Me volvió a ocurrir. Una reunión distendida de mesa y mantel con amigos. Pedimos mejillones al vapor y cada uno decía su apetencia para acompañarlos: cerveza, vino blanco? Yo apunté: vino tinto. Hubo silencio, incluso algún comentario con cierta sorna. De antemano, cada uno de los resultados de realizar maridajes (mezcla idónea comida-bebida) tiene su "intríngulis". El maridaje o la armonía es algo así como una quimera intangible -siempre me lo pareció- y si pensáramos en mejillones-vino tinto enseguida nos extrañaríamos, como así fue el caso.

Como está claro que no hay reglas estrictas -ni escritas-, vale resaltar la experiencia, hace algunos años ya, en la que se defendió la combinación de los mejillones al vapor con un vino tinto joven. A priori, una osadía.
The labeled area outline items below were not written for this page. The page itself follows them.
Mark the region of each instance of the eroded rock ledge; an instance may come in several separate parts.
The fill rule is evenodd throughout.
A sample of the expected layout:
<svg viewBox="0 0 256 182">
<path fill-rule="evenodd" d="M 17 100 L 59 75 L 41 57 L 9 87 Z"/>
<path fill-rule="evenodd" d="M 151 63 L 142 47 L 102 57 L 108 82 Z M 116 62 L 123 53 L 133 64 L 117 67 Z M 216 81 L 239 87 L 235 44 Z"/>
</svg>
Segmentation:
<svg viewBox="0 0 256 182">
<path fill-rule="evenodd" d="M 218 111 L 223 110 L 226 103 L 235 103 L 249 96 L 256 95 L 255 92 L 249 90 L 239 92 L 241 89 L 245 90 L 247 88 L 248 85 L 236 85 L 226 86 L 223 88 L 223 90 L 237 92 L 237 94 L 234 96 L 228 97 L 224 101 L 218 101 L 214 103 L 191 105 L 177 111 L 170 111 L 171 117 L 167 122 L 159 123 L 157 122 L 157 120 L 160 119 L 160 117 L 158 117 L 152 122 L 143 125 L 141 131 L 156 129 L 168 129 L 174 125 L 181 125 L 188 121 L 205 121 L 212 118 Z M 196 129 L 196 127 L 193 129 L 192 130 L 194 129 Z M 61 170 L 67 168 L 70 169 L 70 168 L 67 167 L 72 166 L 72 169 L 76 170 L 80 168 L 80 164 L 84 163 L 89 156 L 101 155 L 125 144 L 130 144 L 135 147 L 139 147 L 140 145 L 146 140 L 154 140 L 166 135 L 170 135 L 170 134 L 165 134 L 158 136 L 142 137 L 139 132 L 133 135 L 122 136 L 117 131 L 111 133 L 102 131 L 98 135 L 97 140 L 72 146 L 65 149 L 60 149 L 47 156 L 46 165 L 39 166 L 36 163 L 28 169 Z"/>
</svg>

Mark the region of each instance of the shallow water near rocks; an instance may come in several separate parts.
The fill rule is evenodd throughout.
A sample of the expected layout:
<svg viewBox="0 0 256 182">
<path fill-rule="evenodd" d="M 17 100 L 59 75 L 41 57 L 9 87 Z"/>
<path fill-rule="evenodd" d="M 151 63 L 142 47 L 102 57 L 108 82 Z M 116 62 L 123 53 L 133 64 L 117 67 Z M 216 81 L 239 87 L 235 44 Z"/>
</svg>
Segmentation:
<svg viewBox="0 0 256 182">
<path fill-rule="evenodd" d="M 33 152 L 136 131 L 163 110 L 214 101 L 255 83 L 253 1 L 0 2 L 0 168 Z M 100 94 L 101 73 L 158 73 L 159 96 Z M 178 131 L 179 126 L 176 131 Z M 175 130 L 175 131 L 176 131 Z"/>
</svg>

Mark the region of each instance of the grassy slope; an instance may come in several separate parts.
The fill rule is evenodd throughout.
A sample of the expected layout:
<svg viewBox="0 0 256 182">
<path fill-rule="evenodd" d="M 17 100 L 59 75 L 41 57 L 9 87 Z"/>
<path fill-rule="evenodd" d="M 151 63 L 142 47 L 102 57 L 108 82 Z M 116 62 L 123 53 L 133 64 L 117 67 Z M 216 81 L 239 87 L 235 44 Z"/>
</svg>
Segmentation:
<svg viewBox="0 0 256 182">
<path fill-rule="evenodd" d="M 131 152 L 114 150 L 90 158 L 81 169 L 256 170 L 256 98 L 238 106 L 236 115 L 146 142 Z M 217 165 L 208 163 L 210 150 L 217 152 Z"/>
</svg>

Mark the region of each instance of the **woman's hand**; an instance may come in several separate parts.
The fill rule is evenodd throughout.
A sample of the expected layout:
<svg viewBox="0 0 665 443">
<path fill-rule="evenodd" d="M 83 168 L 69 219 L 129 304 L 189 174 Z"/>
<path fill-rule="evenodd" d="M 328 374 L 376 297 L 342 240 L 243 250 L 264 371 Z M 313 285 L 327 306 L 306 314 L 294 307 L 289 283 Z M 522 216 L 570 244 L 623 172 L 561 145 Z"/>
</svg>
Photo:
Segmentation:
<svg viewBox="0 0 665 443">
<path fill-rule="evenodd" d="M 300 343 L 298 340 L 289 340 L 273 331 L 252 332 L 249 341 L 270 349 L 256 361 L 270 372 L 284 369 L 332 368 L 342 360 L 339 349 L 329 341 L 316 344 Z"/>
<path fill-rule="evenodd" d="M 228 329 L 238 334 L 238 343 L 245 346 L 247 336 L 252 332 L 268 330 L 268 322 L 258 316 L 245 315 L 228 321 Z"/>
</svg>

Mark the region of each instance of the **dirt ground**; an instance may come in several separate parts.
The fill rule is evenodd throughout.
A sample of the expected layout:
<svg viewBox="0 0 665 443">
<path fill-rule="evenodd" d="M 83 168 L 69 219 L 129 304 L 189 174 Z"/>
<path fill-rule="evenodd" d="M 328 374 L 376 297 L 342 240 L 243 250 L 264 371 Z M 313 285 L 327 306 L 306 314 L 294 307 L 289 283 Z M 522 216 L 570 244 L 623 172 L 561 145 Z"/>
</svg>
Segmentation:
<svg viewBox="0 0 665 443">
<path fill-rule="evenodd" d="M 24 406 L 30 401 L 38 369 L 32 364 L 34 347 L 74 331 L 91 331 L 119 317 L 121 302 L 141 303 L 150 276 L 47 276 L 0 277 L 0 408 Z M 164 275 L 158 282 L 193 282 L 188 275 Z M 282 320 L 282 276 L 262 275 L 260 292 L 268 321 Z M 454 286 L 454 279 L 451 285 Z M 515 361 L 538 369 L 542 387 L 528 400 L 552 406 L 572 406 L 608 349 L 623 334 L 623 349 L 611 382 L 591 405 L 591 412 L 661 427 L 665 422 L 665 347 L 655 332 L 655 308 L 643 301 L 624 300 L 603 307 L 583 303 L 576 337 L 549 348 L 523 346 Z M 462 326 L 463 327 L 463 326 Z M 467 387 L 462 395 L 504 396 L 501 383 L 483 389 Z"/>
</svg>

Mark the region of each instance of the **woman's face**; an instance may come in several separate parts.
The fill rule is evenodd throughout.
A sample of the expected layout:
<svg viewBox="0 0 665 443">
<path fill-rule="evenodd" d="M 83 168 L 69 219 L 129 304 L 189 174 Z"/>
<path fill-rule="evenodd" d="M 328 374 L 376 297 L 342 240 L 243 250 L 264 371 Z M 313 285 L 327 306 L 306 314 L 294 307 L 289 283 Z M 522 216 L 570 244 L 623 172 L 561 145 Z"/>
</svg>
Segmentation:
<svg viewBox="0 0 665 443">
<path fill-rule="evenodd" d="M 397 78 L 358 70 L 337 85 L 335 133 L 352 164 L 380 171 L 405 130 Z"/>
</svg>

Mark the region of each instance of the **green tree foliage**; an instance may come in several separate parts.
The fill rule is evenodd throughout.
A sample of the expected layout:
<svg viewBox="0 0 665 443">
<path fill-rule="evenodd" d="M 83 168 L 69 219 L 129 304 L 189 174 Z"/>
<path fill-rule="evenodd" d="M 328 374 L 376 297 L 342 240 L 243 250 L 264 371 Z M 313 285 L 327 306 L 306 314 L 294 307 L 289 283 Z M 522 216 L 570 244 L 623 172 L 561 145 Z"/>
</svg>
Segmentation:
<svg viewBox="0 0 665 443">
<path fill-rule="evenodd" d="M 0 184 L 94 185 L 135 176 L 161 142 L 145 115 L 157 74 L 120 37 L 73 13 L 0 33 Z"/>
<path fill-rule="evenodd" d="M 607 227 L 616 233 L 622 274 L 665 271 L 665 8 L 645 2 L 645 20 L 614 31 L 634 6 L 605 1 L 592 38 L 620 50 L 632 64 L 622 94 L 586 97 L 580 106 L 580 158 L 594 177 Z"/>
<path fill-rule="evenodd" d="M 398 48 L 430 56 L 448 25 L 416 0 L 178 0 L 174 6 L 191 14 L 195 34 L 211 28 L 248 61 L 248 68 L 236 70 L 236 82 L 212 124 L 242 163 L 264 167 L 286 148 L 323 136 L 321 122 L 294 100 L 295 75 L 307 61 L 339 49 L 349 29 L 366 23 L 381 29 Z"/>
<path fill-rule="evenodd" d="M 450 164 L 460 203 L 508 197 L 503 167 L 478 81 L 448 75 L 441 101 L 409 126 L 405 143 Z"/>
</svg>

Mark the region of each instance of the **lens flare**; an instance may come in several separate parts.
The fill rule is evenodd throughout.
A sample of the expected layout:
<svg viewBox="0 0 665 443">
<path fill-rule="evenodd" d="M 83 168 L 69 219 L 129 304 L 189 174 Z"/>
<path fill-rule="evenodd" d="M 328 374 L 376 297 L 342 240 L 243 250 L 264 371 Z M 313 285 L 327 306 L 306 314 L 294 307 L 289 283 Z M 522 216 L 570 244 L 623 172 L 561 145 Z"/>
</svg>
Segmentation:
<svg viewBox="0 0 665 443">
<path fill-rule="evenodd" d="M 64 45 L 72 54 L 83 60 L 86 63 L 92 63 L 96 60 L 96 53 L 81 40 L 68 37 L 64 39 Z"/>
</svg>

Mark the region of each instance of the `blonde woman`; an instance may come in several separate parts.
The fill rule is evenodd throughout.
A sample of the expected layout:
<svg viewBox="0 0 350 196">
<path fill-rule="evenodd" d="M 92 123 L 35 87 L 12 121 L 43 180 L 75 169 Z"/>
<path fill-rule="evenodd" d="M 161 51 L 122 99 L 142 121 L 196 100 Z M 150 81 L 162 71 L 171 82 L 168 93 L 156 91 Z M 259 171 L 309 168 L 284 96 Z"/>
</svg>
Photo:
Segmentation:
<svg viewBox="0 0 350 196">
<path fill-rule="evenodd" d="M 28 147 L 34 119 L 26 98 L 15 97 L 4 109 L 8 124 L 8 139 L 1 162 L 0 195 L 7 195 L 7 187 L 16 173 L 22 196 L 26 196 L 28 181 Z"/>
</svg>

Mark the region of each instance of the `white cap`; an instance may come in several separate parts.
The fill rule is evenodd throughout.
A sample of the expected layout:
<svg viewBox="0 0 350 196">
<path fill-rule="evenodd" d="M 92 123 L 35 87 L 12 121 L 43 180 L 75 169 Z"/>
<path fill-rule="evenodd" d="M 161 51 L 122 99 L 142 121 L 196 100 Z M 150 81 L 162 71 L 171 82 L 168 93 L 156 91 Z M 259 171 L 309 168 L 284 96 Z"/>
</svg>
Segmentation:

Pero tiene su explicación. El molusco contiene grandes cantidades de prótidos que hacen posible tal ensamblaje. Es ciencia. Esas proteínas, digamos, casan con los matices organolépticos de un tinto ligero. Una vez efectuado "el ensayo", casi todos asintieron. La misma carne reventona aceptaba el trago festivo, quizá a modo de vinagreta, en una estupenda ida y vuelta de registros gustativos. Existen conjunciones que pueden estar llamadas al éxito simplemente porque cumplen este concepto: un foie con un blanco francés tipo sauternes.

Otras están basadas en la tradición y se admiten sin más: dígase un pincho con queso cabrales y una sidrina asturiana. No hay que irse a la prehistoria para recordar que en estas tierras se iba a comer pescado o carne, y una viejita guisada podía ir perfectamente con un tinto del Norte o una carne cochino con un blanco del Sur. Mejillones-vino tinto: ¡hagan la prueba!